To that extent I am not sure whether it was just nervousness that prompted Priyanka to publicly accuse her cousin, Varun, contesting from neighbouring Sultanpur, which was a part of Amethi until not long ago, of having defiled the family name. She went on record asking the “elders” assembled at the Munshiganj segment of the constituency the day her mother filed her nomination papers, to bring her erring “brother” (Varun) back to the family path. A BJP supporter uncannily went on record to suggest that Priyanka was probably planning to contest from Sultanpur the next time.
The duel escalated with Vadra reminding Varun that the 2014 elections were not a family tea party but an ideological war. This prompted Varun to tell her she should not cross the limits of decency. Vadra described Varun’s taunt as a betrayal of the family (my father sacrificed his life for the unity of the country, she cried) which she wouldn’t forgive even if her own children were involved.
A signal it was for Varun to assert his own claim to the Gandhi legacy. He was the son of Sanjay Gandhi and nothing more or less. In other words he was a fighter like his father. He had not crossed the Lakshman Rakha of decency and expected the same from his cousins. I learn that Varun is on pretty strong ground to overcome the Congress challenger Amita Singh, the wife of Sanjay Singh, the former Raja of Amethi and a Congress MP.
What I do recall though is that during the 1977 campaign Sanjay Gandhi’s was a hated name in these parts. I remember being told by rural folk of how they would get off buses and bullock carts two to three miles away from their villages, to walk back to their homes through farmlands. Why? To avoid ‘nasbandi’ decreed during the emergency by Sanjay.
Vindictiveness, if you ask me, is a trait the Gandhis have picked up from Indira who in her turn had become vengeful even when her father Jawaharlal was alive. The trait was developed in childhood when she came to suspect that this was so because the aunts looked down on Kamla, her mother, who came from a less affluent Delhi-based Kashmiri Pandit background, unlike the prosperous Nehrus of Allahabad.
This wasn’t exactly a baseless impression, for Kamla did feel a bit isolated in the Nehru household and had confided her feelings to Jaya Prakash’s wife, Prabhawati Devi.

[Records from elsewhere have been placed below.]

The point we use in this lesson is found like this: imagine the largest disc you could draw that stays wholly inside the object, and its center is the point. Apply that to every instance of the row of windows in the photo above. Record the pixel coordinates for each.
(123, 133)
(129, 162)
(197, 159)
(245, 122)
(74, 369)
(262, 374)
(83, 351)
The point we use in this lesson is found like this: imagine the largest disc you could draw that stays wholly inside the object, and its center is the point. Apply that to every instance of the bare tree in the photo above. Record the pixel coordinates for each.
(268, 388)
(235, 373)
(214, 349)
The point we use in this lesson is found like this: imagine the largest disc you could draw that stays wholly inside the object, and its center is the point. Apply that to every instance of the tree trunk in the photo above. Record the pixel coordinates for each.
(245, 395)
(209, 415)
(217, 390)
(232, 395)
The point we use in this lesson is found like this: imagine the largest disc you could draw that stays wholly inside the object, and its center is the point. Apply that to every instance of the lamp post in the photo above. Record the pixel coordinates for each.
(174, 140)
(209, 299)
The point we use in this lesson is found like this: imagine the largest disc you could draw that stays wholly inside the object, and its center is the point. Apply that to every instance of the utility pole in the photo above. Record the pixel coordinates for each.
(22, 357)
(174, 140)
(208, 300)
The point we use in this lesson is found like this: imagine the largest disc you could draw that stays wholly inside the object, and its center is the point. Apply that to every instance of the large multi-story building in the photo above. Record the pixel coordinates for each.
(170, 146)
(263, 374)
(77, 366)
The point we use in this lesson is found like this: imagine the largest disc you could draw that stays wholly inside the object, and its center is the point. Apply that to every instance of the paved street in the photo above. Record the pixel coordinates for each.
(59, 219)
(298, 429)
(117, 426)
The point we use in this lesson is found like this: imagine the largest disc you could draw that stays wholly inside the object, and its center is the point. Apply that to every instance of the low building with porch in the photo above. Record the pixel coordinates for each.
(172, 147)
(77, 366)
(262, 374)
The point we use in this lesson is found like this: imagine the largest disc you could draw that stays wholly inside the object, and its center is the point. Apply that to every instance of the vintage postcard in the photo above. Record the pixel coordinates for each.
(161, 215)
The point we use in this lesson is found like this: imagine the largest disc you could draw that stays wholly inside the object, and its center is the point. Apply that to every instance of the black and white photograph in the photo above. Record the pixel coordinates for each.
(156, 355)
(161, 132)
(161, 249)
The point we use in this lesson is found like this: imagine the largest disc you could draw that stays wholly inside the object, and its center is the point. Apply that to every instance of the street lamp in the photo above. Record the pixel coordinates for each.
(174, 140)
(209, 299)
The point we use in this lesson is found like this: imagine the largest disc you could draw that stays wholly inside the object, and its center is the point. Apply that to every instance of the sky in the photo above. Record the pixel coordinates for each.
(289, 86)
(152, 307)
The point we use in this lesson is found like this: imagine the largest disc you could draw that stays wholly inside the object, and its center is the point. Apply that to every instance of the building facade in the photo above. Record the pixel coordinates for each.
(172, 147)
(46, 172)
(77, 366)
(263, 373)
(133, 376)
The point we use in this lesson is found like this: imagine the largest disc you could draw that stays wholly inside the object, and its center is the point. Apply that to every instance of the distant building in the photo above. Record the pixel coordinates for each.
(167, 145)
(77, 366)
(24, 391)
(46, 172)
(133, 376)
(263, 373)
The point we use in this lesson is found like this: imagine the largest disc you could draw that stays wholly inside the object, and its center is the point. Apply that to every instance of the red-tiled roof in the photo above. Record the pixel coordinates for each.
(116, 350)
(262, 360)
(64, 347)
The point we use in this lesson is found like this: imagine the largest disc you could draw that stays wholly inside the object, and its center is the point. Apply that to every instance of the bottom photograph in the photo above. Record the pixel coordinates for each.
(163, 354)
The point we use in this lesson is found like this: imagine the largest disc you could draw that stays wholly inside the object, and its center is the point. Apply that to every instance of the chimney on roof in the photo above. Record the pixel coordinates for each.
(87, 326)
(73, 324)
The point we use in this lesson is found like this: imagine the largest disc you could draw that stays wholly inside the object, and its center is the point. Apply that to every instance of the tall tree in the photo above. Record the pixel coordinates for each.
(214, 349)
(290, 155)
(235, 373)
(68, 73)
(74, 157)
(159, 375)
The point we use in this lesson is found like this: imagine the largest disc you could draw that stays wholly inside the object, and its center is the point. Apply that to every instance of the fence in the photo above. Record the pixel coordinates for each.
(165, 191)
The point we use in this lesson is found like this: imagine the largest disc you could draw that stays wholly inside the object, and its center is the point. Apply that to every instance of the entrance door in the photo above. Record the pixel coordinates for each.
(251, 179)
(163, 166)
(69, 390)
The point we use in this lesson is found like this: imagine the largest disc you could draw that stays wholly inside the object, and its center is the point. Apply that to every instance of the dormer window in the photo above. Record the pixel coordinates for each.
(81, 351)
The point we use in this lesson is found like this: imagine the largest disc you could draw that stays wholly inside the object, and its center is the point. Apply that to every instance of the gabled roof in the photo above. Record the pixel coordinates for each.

I got further confirmation of the “vindictive” part a few years later when I called on an ailing Vijaylakshmi Pandit at her Dehra Dun home.
She, a chatty, elegant old lady, was wheeled into the room by her daughter Chandralekha; still very charming and blessed with beautiful voice and unbounded style. “Y’know Bhai had told me many, many years ago to have a place of my own”. “Nan (that’s how Jawaharlal addressed her), you better leave Delhi, set up home elsewhere, they won’t let you live in peace after I am gone……”  Indu had ‘of course’ rarely shown any affection for her and during her Prime Ministerial years; the proclamation of Emergency distanced her even further from her niece. The upshot was that Nehru’s sister, the first chairperson of the United Nations, Ambassador to Washington and Moscow and High Commissioner in London, died almost unsung when her time was up. Indira had not forgiven her. Just as she had not forgiven many politicians, bureaucrats and soldiers who dared cross her path. So be prepared for yet another battle – that of the younger Gandhis, once the dust has settled on the outcome of the 2014 elections.